Judy Wexler: A Passion For The Moment

By David McGee

skyUNDER A PAINTED SKY
Judy Wexler
Jazzed Media

California-born and -bred Judy Wexler floats above and flits about her songs with breezy joie de vivre and with such delight in their themes that a casual listener might mistake her sunniness for superficiality. Those casual listeners would be wrong. Wexler’s warm, airy voice is deceptively but deeply engaged in her repertoire’s emotional textures, and once you hear its woodwind quality in the context of her tight jazz octet’s sublime conversations, her passion for the moment, and her determination to find a distinctive opening for herself (especially in some of this album’s more familiar tunes), become dramas unto themselves.

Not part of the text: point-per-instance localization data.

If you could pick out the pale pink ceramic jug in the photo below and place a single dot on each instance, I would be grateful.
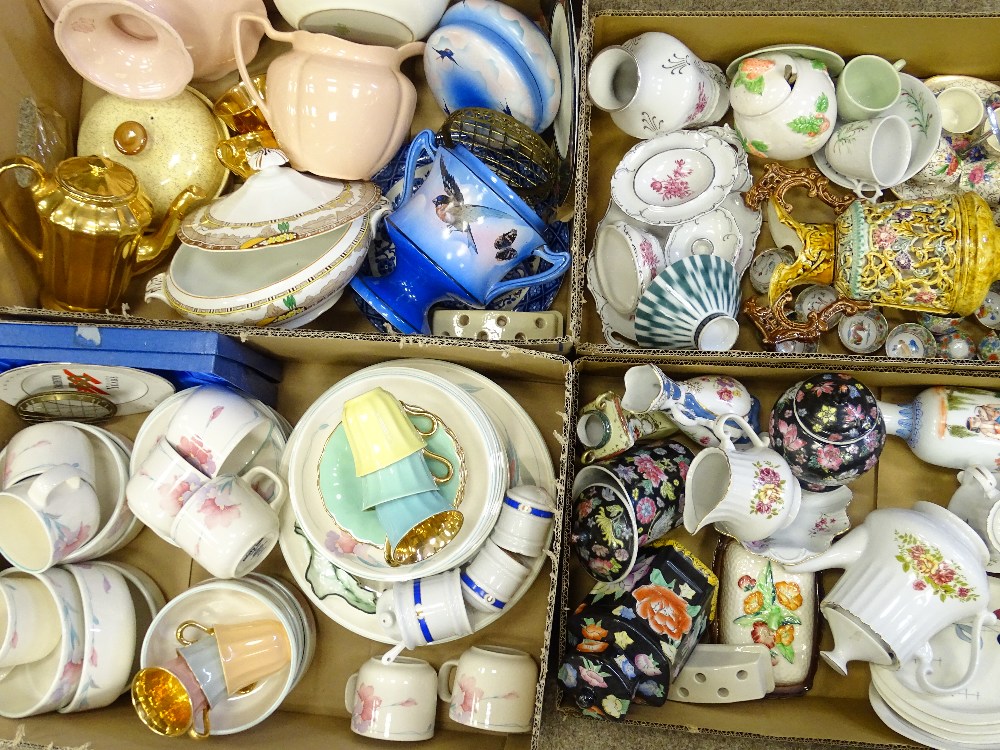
(338, 109)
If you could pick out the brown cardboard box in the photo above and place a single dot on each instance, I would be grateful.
(836, 709)
(37, 69)
(313, 716)
(925, 43)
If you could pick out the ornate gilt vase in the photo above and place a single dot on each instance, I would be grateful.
(934, 255)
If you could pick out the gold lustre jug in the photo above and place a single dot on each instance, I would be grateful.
(94, 215)
(934, 255)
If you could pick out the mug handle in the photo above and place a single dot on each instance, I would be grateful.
(559, 261)
(349, 689)
(925, 658)
(444, 678)
(425, 140)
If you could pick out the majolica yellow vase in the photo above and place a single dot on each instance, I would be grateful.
(935, 255)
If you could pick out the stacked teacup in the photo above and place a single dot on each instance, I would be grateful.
(199, 487)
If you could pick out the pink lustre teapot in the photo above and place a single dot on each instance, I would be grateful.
(908, 574)
(338, 109)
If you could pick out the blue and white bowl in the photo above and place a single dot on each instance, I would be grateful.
(691, 304)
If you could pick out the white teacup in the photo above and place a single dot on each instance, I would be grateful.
(525, 521)
(490, 687)
(749, 494)
(162, 484)
(424, 610)
(625, 259)
(226, 526)
(43, 445)
(873, 153)
(47, 518)
(492, 578)
(392, 700)
(218, 430)
(29, 621)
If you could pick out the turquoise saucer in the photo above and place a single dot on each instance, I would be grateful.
(341, 488)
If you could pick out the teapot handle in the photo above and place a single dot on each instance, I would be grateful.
(241, 65)
(925, 657)
(24, 162)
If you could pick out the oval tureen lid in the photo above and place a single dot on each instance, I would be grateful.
(275, 206)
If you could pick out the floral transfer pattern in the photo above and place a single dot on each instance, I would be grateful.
(931, 570)
(768, 610)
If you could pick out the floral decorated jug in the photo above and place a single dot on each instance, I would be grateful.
(829, 429)
(693, 404)
(908, 573)
(934, 255)
(949, 426)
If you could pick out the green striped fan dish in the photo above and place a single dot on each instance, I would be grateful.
(691, 304)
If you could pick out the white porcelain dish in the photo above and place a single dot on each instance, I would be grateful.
(675, 177)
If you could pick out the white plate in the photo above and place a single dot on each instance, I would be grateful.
(484, 455)
(350, 601)
(675, 177)
(834, 62)
(132, 391)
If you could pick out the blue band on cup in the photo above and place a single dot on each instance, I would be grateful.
(482, 593)
(419, 613)
(525, 508)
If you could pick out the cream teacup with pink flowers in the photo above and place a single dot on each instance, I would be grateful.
(392, 700)
(226, 526)
(490, 687)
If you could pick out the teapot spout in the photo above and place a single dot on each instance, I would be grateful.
(152, 248)
(842, 554)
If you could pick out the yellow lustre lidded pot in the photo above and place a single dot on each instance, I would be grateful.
(934, 255)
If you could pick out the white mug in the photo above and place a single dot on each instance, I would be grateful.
(47, 518)
(525, 521)
(162, 483)
(29, 621)
(218, 430)
(43, 445)
(490, 687)
(492, 578)
(226, 526)
(392, 700)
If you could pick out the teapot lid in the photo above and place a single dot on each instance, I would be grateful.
(97, 180)
(835, 408)
(275, 206)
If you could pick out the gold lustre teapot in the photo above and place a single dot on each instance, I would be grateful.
(934, 255)
(93, 215)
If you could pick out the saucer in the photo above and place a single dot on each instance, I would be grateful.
(303, 458)
(834, 62)
(350, 600)
(341, 487)
(671, 178)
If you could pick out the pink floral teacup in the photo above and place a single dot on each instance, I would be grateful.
(226, 526)
(490, 687)
(392, 700)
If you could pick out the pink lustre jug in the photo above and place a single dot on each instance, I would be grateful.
(338, 109)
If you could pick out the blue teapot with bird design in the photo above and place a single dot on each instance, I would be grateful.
(456, 239)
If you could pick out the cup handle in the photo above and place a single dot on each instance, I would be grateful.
(444, 678)
(423, 141)
(559, 261)
(352, 684)
(925, 658)
(279, 484)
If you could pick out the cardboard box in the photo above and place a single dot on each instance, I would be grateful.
(848, 28)
(836, 709)
(313, 716)
(39, 71)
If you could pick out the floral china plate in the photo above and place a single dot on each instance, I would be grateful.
(309, 443)
(834, 62)
(350, 600)
(671, 178)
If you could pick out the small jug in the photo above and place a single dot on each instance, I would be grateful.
(94, 214)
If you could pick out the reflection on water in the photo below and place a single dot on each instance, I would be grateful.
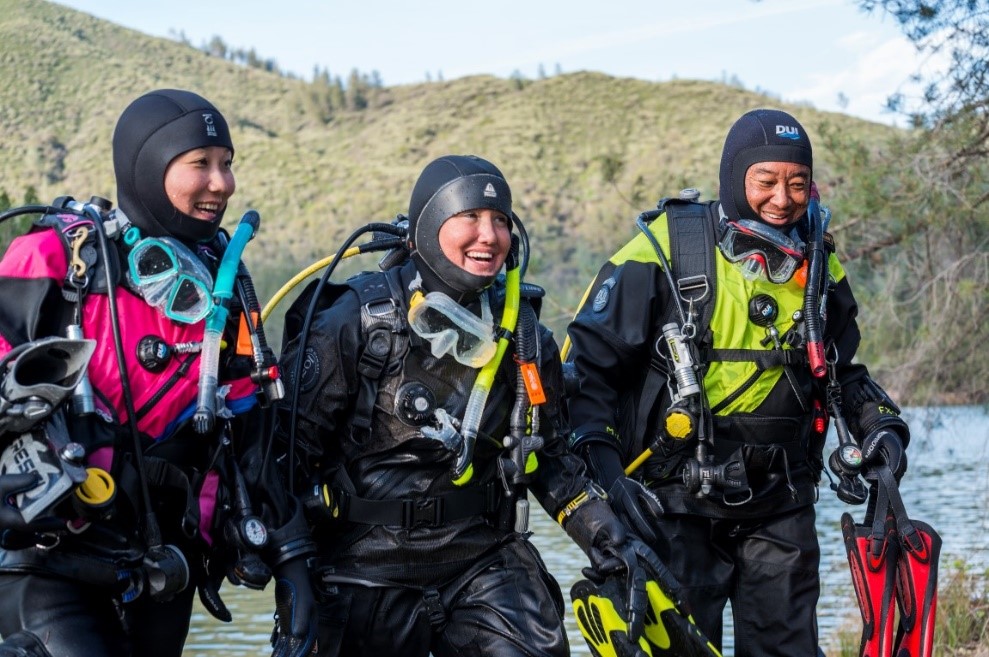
(947, 485)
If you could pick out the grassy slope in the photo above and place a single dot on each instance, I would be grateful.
(67, 76)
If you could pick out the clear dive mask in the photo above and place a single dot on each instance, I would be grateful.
(452, 329)
(171, 278)
(762, 248)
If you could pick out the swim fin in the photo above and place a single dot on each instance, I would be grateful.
(668, 630)
(893, 558)
(602, 620)
(916, 576)
(872, 562)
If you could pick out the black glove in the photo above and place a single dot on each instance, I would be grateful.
(884, 446)
(295, 611)
(10, 486)
(596, 529)
(635, 504)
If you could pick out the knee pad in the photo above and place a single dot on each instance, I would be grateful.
(23, 644)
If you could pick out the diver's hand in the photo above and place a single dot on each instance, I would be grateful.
(637, 506)
(596, 529)
(884, 446)
(295, 611)
(10, 486)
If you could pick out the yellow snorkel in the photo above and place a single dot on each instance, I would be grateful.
(463, 469)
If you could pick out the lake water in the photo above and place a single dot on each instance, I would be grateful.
(947, 485)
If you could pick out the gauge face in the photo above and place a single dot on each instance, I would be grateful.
(254, 532)
(851, 455)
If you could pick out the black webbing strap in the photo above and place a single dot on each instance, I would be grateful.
(692, 253)
(381, 322)
(423, 511)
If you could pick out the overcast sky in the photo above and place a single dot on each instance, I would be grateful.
(826, 53)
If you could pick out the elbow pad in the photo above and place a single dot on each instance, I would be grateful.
(290, 541)
(868, 409)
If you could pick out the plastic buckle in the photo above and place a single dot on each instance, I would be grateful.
(427, 511)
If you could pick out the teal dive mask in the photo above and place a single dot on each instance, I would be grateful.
(452, 329)
(171, 278)
(763, 248)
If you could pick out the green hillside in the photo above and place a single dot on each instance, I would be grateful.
(584, 152)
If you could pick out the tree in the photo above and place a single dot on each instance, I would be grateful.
(913, 229)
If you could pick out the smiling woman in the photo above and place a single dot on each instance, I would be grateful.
(477, 240)
(199, 182)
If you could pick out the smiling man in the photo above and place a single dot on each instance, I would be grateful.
(728, 406)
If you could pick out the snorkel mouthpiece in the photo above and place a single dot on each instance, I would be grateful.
(209, 361)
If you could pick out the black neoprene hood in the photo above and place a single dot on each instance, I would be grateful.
(762, 135)
(446, 187)
(151, 132)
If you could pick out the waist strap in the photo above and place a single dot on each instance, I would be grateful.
(79, 567)
(423, 511)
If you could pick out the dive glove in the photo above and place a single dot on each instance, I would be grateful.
(884, 446)
(596, 529)
(637, 506)
(295, 611)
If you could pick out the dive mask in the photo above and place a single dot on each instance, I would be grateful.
(171, 278)
(762, 248)
(452, 329)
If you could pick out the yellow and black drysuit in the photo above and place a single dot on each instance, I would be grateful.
(409, 561)
(749, 537)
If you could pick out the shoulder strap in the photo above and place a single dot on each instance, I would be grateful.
(692, 244)
(71, 227)
(382, 323)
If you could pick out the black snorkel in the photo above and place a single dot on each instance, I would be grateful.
(398, 234)
(816, 262)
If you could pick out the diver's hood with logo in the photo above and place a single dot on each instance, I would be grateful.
(150, 133)
(446, 187)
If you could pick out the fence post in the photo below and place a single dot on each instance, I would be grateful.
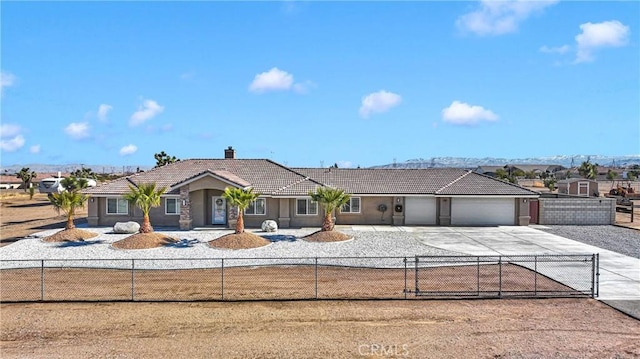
(593, 275)
(500, 277)
(133, 280)
(42, 280)
(405, 278)
(535, 276)
(478, 274)
(597, 274)
(222, 279)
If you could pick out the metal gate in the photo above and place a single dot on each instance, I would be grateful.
(506, 276)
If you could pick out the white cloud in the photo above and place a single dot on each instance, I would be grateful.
(9, 130)
(500, 17)
(77, 130)
(6, 80)
(128, 150)
(604, 34)
(12, 144)
(557, 50)
(460, 113)
(378, 102)
(272, 80)
(10, 137)
(146, 111)
(103, 111)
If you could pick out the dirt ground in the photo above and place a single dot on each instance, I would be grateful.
(541, 328)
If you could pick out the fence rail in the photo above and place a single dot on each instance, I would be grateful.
(233, 279)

Even so, Wexler, on this followup to her widely acclaimed second album, 2009’s Dream & Shadows, prefers to keep matters upbeat. She makes that much clear at the outset, by kicking off with a brisk, galloping treatment of Johnny Mathis’s first bit hit, 1957’s “Wonderful Wonderful.” What a smart move this was--Mathis’s heightened, dreamy romanticism is a work of art unto itself, and it seems foolish for any artist to try to best the master’s (and his producer, Mitch Miller’s) approach. Instead, Wexler takes flight in her upper register, de-emphasizing the dreaminess--but it’s there, subtly--in favor of communicating the sheer joy of feeling real love in all its dimensions; she sings “I say to myself, wonderful, wonderful, oh so wonderful, my luuuvvv” with a sense of buoyant disbelief, thrilled but nonplussed that it’s happening to her. In this endeavor one would be remiss for failing to mention the terrific soprano sax work of Bob Sheppard, who appears periodically to buttress the vocals with an affectionate, flitting monologue of his own that is the instrumental counterpart to Wexler’s bright-eyed joy, and the bracing, conversational piano musings of producer Alan Pasqua, whose tasty restraint is the ballast advising, in effect, “don’t get carried away here.”

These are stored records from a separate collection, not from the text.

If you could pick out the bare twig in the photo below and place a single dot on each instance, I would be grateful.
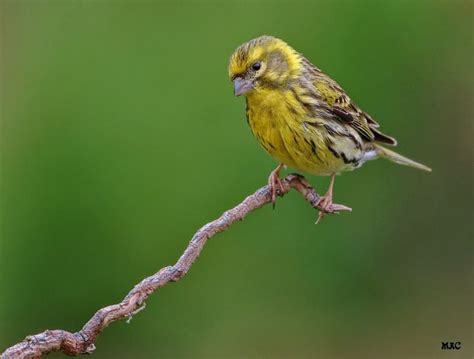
(82, 342)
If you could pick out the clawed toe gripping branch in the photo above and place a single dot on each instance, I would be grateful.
(82, 342)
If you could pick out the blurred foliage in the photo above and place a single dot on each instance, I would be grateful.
(120, 137)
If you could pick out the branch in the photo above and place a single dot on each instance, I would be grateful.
(82, 342)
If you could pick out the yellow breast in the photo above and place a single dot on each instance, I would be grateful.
(279, 123)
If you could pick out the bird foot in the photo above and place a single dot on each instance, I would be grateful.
(274, 182)
(325, 205)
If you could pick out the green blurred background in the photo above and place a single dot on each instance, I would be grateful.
(120, 137)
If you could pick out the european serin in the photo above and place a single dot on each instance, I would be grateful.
(302, 117)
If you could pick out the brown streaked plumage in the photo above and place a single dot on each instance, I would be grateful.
(302, 117)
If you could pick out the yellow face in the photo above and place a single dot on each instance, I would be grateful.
(262, 63)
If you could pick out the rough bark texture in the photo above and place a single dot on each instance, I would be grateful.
(82, 342)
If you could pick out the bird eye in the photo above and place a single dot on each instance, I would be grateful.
(256, 66)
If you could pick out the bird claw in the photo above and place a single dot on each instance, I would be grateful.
(325, 206)
(274, 182)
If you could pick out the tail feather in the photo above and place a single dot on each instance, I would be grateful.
(397, 158)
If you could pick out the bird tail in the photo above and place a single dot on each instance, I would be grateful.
(397, 158)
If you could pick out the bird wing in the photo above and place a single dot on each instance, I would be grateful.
(337, 102)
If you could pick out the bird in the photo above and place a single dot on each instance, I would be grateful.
(303, 118)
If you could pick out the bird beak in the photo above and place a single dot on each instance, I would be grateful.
(241, 86)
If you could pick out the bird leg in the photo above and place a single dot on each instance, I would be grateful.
(274, 182)
(325, 204)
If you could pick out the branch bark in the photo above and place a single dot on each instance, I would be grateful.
(82, 342)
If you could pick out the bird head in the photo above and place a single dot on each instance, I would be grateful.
(263, 63)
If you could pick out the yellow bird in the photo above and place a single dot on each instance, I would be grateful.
(303, 118)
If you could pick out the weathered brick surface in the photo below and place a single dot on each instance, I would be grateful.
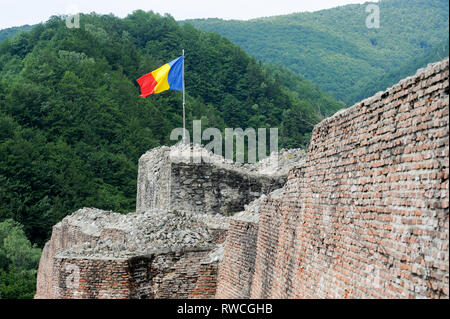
(206, 285)
(367, 215)
(63, 236)
(236, 269)
(267, 244)
(172, 275)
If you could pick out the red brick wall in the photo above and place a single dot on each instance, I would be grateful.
(236, 269)
(206, 285)
(267, 243)
(171, 275)
(81, 278)
(63, 236)
(367, 215)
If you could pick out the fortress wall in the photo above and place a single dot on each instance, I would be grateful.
(236, 269)
(210, 189)
(267, 246)
(207, 188)
(169, 275)
(63, 236)
(206, 285)
(367, 215)
(88, 278)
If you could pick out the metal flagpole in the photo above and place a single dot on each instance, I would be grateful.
(184, 106)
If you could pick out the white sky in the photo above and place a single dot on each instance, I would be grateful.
(20, 12)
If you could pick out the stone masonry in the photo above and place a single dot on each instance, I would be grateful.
(364, 214)
(171, 247)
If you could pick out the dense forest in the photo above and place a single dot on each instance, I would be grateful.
(72, 124)
(336, 50)
(11, 32)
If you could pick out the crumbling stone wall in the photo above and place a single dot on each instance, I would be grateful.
(63, 236)
(193, 180)
(367, 215)
(157, 254)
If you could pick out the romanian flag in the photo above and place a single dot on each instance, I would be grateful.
(167, 77)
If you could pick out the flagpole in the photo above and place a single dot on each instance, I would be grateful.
(184, 106)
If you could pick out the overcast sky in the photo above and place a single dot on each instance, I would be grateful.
(20, 12)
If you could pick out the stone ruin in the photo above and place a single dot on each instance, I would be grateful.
(363, 214)
(172, 245)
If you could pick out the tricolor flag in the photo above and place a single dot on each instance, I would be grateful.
(167, 77)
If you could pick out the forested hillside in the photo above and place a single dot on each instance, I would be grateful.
(72, 124)
(336, 50)
(11, 32)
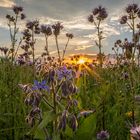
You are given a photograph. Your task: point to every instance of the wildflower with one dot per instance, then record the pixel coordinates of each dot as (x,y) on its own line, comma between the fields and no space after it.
(85,113)
(135,132)
(90,18)
(56,28)
(73,122)
(103,135)
(63,72)
(63,121)
(129,114)
(40,85)
(23,16)
(132,8)
(69,35)
(123,20)
(46,29)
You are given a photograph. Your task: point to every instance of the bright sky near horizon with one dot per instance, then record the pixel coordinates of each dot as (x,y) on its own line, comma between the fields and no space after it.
(73,15)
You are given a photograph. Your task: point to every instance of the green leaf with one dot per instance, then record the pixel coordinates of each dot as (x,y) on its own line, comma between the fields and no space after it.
(47,117)
(87,129)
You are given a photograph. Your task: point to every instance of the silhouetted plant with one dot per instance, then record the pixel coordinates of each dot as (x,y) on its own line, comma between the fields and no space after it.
(12,23)
(56,31)
(29,36)
(98,15)
(132,14)
(47,31)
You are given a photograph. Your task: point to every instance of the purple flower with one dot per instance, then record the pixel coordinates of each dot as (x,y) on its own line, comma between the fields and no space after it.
(40,85)
(103,135)
(64,73)
(135,132)
(46,29)
(90,18)
(123,20)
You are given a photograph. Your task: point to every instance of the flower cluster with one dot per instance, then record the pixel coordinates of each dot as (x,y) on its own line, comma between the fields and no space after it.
(46,29)
(33,99)
(132,11)
(4,50)
(103,135)
(135,132)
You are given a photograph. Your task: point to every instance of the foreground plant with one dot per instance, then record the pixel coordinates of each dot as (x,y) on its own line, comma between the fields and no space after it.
(14,29)
(57,91)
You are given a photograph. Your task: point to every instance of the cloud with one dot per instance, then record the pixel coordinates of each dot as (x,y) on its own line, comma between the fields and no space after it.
(84,47)
(6,3)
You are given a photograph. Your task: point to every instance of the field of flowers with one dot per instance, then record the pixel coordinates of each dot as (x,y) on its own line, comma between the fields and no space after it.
(46,98)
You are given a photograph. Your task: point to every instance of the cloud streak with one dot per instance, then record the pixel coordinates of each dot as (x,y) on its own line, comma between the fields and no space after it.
(6,3)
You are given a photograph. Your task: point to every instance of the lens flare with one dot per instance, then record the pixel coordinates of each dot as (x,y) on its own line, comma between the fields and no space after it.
(81,61)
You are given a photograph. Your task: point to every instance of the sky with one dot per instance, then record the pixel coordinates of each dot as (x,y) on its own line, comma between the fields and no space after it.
(73,16)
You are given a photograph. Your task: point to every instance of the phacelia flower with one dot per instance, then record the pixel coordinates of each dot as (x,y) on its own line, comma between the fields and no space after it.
(135,132)
(40,85)
(103,135)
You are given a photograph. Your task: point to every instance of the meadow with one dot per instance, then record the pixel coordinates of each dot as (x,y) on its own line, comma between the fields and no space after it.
(47,98)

From her debut album, Easy On the Heart, Judy Wexler performs “Love Is a Necessary Evil.” Photos from a July 1, 2010 performance at The Lighthouse Café in Hermosa Beach, CA. Event photography by Craig Levine.

This in turn proves to be the perfect setup for Wexler’s take on the great Abbey Lincoln’s “And How I Hoped For Your Love,” in which Pasqua’s piano articulates the deepest yearnings expressed in Lincoln’s lyrics, while Larry Koonse’s graceful, gut-string guitar solo heightens the reflective mood. Wexler brings it home, though, with a deliberate, quietly smoldering reading of lyrics describing both finding and losing love that is equal parts heartache and hope, a notion Wexler underscores with the little hesitation move she employs when she sings/speaks the title sentiment--“and how I hoped--hoped--for your love…”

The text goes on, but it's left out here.